By Ryan McMaken
Politicians have long claimed that states are like big families, and that political regimes rule in ways similar to how parents raise their families. This is nonsense.
In deed this statement is nonsense. The state and their central bankers held the family unit captive for so long by utilizing the fiat scam techniques/systems. It is very sad to see able-bodied husbands and wives become so irresponsible in their daily affairs and then pushing responsibilities to the states to handle, I guess simply because they think the states have the "money" via printing more of it to take care of every single citizen.
reply
"This goes back to some of earliest theorists of the sovereign state and absolutism, such as Jean Bodin who described the family as the “true image of a Commonweal.” The absolutist king James I of England declared in 1609 that “Kings are compared to fathers in families: for a king is truly parens patriae, the politic father of his people.”" This sounds so corrupt, but I have to say, what a king would do.
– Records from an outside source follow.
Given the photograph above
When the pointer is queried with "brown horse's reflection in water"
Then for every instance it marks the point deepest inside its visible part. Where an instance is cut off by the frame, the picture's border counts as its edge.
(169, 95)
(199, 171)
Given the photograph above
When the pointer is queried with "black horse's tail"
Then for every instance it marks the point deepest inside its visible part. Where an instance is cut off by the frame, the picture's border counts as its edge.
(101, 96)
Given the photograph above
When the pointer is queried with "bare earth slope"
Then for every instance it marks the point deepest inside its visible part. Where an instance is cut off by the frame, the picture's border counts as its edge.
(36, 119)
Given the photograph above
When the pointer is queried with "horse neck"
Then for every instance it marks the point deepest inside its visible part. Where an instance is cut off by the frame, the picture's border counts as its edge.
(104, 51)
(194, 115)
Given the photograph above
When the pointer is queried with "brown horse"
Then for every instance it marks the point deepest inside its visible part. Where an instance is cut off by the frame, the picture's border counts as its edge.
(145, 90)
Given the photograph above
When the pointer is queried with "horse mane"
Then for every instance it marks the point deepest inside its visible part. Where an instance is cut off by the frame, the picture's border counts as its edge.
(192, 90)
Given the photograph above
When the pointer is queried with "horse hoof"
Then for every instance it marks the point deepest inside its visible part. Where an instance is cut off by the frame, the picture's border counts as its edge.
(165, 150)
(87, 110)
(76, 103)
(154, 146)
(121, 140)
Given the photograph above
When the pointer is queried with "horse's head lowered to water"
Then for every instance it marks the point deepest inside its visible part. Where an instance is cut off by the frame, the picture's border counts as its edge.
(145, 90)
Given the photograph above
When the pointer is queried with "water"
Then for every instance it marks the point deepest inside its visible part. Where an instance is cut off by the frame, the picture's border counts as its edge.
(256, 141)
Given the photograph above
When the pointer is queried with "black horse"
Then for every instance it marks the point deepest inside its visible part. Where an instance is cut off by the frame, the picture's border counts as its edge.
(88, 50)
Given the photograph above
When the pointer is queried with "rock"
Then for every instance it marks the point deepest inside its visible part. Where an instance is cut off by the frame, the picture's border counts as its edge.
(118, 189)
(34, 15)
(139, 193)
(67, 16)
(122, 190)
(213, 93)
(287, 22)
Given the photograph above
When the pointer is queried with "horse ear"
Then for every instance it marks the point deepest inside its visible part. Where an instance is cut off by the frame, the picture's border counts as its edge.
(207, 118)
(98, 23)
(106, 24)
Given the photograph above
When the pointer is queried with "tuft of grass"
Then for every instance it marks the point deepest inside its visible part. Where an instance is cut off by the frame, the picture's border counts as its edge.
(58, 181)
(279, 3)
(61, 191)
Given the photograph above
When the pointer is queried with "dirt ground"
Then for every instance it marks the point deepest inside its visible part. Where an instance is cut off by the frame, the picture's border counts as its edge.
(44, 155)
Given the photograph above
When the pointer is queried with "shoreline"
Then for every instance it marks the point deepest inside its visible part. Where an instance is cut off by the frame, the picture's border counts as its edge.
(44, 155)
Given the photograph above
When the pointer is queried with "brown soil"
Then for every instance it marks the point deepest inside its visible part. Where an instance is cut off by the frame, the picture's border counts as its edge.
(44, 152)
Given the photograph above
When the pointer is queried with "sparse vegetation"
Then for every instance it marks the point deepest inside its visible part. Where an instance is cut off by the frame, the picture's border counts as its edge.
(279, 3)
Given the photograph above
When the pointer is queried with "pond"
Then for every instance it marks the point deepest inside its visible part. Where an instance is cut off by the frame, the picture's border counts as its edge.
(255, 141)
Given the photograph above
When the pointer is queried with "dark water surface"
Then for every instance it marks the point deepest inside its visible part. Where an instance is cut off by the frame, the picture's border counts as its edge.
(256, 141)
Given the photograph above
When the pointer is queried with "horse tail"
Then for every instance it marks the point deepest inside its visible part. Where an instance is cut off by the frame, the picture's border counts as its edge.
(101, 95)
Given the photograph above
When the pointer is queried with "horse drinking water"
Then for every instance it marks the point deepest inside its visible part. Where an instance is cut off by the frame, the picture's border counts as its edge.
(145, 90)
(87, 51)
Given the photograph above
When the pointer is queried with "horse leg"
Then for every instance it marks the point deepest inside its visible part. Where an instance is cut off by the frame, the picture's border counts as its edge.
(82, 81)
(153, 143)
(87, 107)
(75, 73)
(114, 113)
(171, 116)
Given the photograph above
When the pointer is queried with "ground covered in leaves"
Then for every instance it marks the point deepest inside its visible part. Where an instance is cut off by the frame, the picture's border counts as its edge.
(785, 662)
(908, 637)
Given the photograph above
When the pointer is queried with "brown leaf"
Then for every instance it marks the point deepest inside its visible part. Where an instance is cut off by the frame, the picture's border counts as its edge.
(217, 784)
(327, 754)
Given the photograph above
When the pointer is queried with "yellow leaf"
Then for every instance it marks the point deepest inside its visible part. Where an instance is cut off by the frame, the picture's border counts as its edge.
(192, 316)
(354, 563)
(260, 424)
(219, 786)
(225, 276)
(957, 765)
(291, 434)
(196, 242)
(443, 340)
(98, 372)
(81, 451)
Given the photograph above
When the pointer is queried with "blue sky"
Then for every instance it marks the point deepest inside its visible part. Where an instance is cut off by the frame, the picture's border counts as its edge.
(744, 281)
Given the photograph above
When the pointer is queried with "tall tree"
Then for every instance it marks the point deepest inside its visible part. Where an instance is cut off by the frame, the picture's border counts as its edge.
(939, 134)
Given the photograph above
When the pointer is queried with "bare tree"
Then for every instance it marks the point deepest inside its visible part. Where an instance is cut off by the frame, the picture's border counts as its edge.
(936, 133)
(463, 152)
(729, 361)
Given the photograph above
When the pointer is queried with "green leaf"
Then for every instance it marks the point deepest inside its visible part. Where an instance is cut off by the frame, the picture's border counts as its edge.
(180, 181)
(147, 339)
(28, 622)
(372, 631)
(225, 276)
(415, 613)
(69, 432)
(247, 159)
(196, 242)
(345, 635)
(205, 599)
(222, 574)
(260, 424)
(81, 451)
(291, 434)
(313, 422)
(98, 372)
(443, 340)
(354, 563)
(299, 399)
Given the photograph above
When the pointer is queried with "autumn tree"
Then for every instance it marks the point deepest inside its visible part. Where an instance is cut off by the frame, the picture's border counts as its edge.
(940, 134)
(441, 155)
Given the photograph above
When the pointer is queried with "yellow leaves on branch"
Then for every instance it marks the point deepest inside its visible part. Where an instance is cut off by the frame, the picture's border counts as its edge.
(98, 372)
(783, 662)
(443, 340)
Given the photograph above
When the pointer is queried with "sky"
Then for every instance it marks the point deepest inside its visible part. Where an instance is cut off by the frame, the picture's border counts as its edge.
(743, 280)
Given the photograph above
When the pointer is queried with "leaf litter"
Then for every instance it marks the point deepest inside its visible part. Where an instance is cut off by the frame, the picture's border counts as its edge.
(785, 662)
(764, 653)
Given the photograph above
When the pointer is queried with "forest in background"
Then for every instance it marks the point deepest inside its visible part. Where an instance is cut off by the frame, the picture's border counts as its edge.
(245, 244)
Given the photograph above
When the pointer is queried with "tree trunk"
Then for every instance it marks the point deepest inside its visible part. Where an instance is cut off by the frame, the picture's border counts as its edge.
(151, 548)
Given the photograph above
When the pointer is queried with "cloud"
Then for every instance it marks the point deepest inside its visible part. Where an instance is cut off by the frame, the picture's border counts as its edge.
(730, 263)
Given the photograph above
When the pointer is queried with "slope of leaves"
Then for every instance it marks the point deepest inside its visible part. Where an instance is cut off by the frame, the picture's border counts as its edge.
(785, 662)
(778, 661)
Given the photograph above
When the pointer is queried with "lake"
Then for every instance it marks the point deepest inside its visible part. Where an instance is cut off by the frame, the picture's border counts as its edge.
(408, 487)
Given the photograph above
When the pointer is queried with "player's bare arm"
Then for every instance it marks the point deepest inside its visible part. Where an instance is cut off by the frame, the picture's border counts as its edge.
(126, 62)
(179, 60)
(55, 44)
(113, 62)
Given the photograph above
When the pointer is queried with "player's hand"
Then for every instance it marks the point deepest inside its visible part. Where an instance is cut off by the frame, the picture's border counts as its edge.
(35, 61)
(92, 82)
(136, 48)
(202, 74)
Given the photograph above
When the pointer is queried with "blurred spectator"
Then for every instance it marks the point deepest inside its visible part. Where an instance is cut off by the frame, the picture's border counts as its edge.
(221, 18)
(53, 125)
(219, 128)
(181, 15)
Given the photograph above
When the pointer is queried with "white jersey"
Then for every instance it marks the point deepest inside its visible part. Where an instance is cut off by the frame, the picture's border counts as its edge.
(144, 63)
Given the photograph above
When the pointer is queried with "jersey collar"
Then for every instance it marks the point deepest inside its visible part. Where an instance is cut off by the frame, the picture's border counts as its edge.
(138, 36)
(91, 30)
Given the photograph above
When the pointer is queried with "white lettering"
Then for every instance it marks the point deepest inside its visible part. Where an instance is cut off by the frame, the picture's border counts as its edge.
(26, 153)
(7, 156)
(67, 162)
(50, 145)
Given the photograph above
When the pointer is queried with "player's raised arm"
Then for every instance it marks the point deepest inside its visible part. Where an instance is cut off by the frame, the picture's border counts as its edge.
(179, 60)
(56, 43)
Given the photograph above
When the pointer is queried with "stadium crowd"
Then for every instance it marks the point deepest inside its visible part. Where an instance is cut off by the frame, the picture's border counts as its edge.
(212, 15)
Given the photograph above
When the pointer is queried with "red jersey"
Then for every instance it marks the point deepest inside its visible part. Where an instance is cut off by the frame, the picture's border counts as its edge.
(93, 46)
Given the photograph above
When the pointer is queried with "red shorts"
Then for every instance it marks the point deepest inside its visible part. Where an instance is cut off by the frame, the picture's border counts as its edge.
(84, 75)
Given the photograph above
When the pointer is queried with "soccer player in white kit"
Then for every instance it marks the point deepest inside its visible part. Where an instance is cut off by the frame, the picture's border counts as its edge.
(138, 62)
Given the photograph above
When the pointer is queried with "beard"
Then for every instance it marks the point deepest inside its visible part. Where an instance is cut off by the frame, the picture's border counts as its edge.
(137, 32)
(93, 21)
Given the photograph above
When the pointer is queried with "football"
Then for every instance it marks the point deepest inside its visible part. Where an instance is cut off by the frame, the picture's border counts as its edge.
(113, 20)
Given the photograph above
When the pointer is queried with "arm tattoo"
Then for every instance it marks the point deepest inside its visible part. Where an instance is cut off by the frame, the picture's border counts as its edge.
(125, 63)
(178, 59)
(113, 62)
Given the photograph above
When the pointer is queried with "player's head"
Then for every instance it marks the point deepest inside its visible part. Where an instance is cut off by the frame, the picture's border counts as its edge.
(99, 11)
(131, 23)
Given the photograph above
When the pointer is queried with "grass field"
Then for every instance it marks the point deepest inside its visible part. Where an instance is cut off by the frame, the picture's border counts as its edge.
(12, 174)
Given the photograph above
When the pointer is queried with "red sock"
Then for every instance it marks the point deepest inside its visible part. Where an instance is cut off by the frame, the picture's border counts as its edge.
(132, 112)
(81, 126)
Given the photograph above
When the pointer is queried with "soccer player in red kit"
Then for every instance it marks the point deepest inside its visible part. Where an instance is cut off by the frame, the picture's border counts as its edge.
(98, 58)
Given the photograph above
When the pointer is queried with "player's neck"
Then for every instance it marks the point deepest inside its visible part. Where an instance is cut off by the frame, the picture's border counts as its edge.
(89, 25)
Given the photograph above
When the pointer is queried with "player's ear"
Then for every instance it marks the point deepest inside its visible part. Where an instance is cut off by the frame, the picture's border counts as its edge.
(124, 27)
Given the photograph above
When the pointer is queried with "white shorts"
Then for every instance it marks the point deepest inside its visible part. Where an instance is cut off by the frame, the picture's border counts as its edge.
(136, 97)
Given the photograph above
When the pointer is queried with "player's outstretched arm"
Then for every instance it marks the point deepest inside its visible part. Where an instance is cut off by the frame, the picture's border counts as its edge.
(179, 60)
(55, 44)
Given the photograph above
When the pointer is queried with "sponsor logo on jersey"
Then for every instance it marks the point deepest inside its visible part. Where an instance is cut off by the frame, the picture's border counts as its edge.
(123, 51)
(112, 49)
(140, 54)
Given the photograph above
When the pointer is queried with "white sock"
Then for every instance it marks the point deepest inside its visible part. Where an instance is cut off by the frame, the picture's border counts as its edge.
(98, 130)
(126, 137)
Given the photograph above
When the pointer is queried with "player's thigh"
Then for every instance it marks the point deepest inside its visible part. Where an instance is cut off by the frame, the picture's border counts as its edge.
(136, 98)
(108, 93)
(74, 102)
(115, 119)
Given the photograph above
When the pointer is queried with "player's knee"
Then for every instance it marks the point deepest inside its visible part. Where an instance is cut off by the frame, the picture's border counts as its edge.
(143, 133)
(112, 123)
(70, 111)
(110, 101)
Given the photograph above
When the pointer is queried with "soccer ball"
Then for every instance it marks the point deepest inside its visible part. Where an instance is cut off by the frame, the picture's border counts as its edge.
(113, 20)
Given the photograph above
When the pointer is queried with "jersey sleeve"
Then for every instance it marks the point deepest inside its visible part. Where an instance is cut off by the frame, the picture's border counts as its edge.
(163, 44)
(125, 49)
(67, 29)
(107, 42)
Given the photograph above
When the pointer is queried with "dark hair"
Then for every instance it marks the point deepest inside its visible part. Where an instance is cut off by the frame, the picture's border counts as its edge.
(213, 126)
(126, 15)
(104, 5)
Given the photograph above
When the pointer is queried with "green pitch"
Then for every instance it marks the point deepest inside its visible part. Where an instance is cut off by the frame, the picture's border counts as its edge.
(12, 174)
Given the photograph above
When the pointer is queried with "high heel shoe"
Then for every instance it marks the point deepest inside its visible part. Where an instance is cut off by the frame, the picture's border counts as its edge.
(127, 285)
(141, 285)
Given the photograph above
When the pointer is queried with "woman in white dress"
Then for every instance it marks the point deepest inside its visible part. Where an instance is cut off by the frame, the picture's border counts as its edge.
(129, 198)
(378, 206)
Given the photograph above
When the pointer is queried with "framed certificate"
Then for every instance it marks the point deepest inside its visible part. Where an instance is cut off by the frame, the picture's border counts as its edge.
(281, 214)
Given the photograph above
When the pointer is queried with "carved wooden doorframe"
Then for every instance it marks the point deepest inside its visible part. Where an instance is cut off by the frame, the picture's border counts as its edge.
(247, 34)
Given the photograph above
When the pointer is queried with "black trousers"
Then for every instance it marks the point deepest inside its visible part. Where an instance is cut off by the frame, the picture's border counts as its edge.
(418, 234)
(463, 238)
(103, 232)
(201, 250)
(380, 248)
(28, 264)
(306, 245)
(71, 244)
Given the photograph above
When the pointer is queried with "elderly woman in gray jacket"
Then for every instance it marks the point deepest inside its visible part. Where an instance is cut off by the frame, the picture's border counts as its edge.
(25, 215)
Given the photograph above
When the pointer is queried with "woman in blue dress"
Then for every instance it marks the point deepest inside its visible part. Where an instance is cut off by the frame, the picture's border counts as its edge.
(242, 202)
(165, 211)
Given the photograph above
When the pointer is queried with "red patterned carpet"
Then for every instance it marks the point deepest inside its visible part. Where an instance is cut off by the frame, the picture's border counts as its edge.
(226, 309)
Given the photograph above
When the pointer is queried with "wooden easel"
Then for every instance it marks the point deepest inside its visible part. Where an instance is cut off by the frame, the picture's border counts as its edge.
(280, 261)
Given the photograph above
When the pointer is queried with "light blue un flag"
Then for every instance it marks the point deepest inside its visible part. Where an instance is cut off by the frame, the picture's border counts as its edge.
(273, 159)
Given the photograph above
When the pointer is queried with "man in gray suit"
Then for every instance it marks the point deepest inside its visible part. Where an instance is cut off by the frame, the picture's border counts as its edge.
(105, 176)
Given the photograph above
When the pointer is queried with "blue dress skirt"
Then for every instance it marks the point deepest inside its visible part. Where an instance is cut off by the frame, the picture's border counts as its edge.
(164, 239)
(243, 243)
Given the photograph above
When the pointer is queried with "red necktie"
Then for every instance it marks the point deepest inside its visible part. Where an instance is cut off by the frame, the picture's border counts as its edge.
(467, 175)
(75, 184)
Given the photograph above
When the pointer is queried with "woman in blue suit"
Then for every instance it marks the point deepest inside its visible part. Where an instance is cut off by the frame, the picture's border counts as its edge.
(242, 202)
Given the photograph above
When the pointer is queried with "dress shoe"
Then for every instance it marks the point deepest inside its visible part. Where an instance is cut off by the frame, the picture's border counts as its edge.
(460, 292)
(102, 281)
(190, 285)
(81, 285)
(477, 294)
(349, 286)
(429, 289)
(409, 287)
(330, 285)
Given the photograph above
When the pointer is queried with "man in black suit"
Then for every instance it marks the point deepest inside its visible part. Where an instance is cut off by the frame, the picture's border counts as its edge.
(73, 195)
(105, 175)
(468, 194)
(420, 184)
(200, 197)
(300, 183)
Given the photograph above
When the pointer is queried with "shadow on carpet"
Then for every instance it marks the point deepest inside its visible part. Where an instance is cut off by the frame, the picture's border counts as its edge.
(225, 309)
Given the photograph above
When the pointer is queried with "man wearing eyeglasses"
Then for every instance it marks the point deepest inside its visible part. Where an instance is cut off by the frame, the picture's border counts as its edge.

Was James 1 the one that proclaimed he was his own church?
reply
I don't think that was a James.
Looked it up: Henry VIII
reply
For the simple reason of divide and conquer, the state wants families to be dysfunctional. So they will have to depend on the system to survive, divorced mothers, drug-addicted children, things like that. A family that has no problems does not need the state to survive.
reply
I really don't think it's driven by malice. It's just that the perverse outcomes benefit them, so they make no effort to mitigate and are willing to double down.